Des chercheurs ont calculé la surface d’arbres nécessaire pour absorber tout notre CO₂ : le chiffre a stoppé net le débat

Compenser son vol pour les vacances en plantant trois arbres, c’est le genre de geste qui donne bonne conscience à la rentrée. Depuis quelques années, particuliers et entreprises multiplient les opérations de reforestation pour effacer leur empreinte carbone. L’idée est séduisante, presque magique : polluer d’un côté, planter de l’autre, et l’équation climatique serait résolue. Mais que se passerait-il si l’on poussait ce raisonnement jusqu’au bout, en tentant de neutraliser toutes les émissions mondiales de CO₂ par la seule force des forêts ? Des chercheurs se sont penchés sérieusement sur la question, en croisant données climatiques et surfaces disponibles sur Terre. Le résultat de leur calcul a de quoi doucher l’enthousiasme des adeptes de la compensation carbone à tout va, et il mérite qu’on s’y attarde avant de ressortir la pelle et les jeunes pousses.

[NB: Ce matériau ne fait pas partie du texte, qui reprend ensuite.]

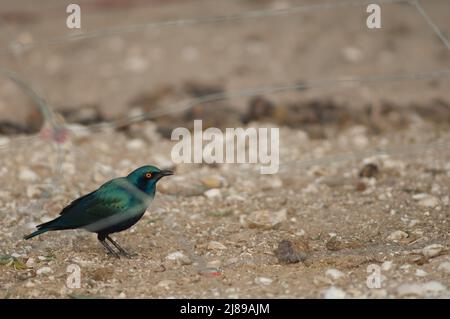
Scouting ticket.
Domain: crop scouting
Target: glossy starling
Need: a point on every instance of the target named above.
(115, 206)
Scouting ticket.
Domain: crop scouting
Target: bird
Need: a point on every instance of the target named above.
(114, 207)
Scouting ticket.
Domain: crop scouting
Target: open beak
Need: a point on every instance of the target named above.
(165, 172)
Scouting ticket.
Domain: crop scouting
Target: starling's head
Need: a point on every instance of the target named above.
(146, 177)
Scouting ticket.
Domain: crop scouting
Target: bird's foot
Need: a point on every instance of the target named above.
(127, 254)
(113, 254)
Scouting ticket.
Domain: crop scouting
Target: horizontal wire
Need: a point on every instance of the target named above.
(200, 21)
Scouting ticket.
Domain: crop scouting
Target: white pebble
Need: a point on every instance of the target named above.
(423, 289)
(263, 281)
(135, 144)
(44, 271)
(213, 193)
(215, 245)
(28, 175)
(334, 293)
(426, 200)
(433, 250)
(334, 273)
(445, 267)
(421, 273)
(397, 235)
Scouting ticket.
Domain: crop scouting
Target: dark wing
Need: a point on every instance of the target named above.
(109, 200)
(75, 202)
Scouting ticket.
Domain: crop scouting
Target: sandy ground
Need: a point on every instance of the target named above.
(365, 168)
(223, 242)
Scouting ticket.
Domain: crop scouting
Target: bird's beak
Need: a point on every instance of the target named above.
(165, 172)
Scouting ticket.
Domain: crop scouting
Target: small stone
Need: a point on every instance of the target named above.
(178, 256)
(397, 235)
(433, 250)
(387, 265)
(445, 267)
(213, 193)
(421, 273)
(166, 284)
(215, 245)
(263, 281)
(286, 253)
(214, 264)
(30, 262)
(334, 273)
(334, 293)
(28, 175)
(426, 200)
(44, 271)
(265, 219)
(33, 191)
(421, 290)
(369, 170)
(213, 181)
(135, 144)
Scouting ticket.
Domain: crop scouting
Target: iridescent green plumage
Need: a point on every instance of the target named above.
(114, 207)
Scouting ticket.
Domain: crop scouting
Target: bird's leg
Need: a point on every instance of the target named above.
(109, 248)
(121, 250)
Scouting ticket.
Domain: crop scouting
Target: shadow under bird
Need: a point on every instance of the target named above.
(115, 206)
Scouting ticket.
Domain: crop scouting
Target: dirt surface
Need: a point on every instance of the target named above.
(364, 180)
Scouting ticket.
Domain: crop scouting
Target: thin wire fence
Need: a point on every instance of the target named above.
(57, 130)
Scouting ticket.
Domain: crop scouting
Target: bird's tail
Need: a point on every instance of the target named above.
(42, 228)
(37, 232)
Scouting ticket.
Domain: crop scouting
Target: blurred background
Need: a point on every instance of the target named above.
(127, 59)
(364, 118)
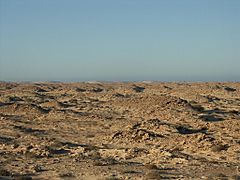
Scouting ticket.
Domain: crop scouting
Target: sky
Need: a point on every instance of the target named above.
(120, 40)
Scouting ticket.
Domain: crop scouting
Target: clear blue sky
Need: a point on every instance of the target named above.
(78, 40)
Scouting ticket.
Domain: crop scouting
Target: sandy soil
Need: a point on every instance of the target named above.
(119, 130)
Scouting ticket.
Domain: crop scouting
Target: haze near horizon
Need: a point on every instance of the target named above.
(128, 40)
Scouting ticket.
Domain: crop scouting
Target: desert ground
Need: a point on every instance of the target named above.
(127, 130)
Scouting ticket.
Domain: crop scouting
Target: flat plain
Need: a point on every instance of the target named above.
(131, 130)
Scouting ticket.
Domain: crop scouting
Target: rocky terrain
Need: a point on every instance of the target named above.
(96, 130)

Le chiffre qui a fait taire les débats

Pour évaluer la faisabilité d’une compensation intégrale par les arbres, les scientifiques ont procédé à un calcul en plusieurs étapes. D’abord, estimer le volume total de CO₂ rejeté chaque année à l’échelle mondiale par les activités humaines. Ensuite, déterminer la capacité moyenne d’absorption d’un arbre adulte, sachant qu’un arbre en bonne santé capte en moyenne plusieurs dizaines de kilogrammes de CO₂ par an selon son espèce et son âge. Enfin, croiser ces deux données pour obtenir la surface de forêt nécessaire à une neutralisation complète. Le résultat obtenu a stoppé net les discussions enthousiastes autour du sujet : il faudrait transformer en forêts plus d’un quart des terres agricoles de la planète pour espérer absorber l’ensemble du CO₂ émis actuellement. Un chiffre vertigineux, qui remet brutalement les pieds sur terre celles et ceux qui voyaient dans la plantation d’arbres une solution miracle et universelle.

Pourquoi planter des arbres ne suffira jamais

Au-delà du chiffre choc, c’est toute la logistique d’un tel projet qui pose problème. Consacrer un quart des terres agricoles mondiales à la forêt signifierait sacrifier une partie considérable de la production alimentaire, dans un monde où nourrir la population reste déjà un défi de taille. Impossible, donc, de concurrencer les champs de blé ou les pâturages sans conséquences dramatiques sur la sécurité alimentaire. À cela s’ajoute une contrainte de temps incompressible : un arbre met plusieurs décennies à atteindre sa pleine capacité d’absorption. Planter aujourd’hui ne compense donc pas les émissions d’aujourd’hui, mais celles d’un futur lointain, quand il sera peut-être déjà trop tard. Autre limite, et non des moindres : rien ne garantit que ce carbone stocké le reste indéfiniment. Un incendie de forêt, une sécheresse prolongée ou une future déforestation peuvent anéantir en quelques heures des années d’efforts, en relâchant brutalement tout le CO₂ patiemment accumulé. La reforestation, aussi vertueuse soit-elle, ne peut donc pas être considérée comme la solution miracle tant vantée dans les campagnes de communication.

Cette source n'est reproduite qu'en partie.